66 O pensamento político e social de Hayek ainda será discutido em maior profundidade no terceiro capítulo. Neste

Esse confronto com o keynesianismo seria uma marca geral do neoliberalismo, mas a particularidade do neoliberalismo inglês neste momento do seu desenvolvimento foi a de ter também um certo encontro inesperado com aquele. Aqui, a história decisiva é a dos economistas da LSE e, principalmente, Robbins (TRIBE, 2009) que, além de coordenador da LSE, professor e doutrinador liberal desde 1929, foi o líder do grupo de economistas que organizou a economia de guerra. Robbins era também um parceiro próximo de Hayek e teve papel central na fundação e primeiros anos da SMP, tendo sido quem escreveu a proposta final do manifesto aprovado67.
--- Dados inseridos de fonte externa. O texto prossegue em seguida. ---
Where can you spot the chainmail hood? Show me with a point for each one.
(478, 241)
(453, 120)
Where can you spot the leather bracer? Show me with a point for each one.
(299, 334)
Isto é, o quadro político da economia planificada de guerra, construído por uma equipe de economistas liderada por um destacado neoliberal, foi o que serviu para as gestões keynesianas no pós-Segunda Guerra (TRIBE, 2009).

Alguns críticos neoliberais indicavam o papel preponderante do Estado na economia de guerra como a causa dos problemas sociais e políticos após a guerra, reforçando uma vinculação contraditória entre o esforço feito pela equipe de Robbins e sua crítica ao keynesianismo (ibidem). Robbins, no entanto, argumentava em um sentido coerente com o pensamento de Hayek e com a perspectiva sobre o tipo de intervenção estatal necessário adotada em círculos liberais. Isto é, argumentava que a ordem de mercado não seria ineficaz, mas que o seu funcionamento seria determinado por uma certa configuração política da demanda. Nesse sentido, há uma diferença fundamental entre a economia de guerra e de tempos de paz: naquela, existia um objetivo definido que exigia uma planificação da demanda; nessa, a gama de objetivos individuais deveria ser indefinida para que a liberdade individual seja preservada. Portanto, não teria porque prosseguir com o tipo de intervenção planificadora dos tempos de guerra nos tempos de paz, como pretendiam os keynesianos (ibidem).

O engajamento dos intelectuais neoliberais com a gestão governamental, no entanto, fez com que o desenvolvimento do neoliberalismo inglês encontrasse outros espaços fora da esfera acadêmica (ibidem). Enquanto os acadêmicos foram a maior parte dos membros ingleses presentes na fundação da SMP, a partir dos anos 1950 a maioria dos participantes foram figuras ligadas a grupos de pressão e think tanks, como o Institute of Economic Affairs (IEA), criado em 1955 (ibidem). Ao longo das décadas seguintes, o IEA cumpriria um importante papel na formação de uma opinião pública contrária ao arranjo político do Welfare State inglês e reivindicando os argumentos de Hayek a favor da liberdade de mercado.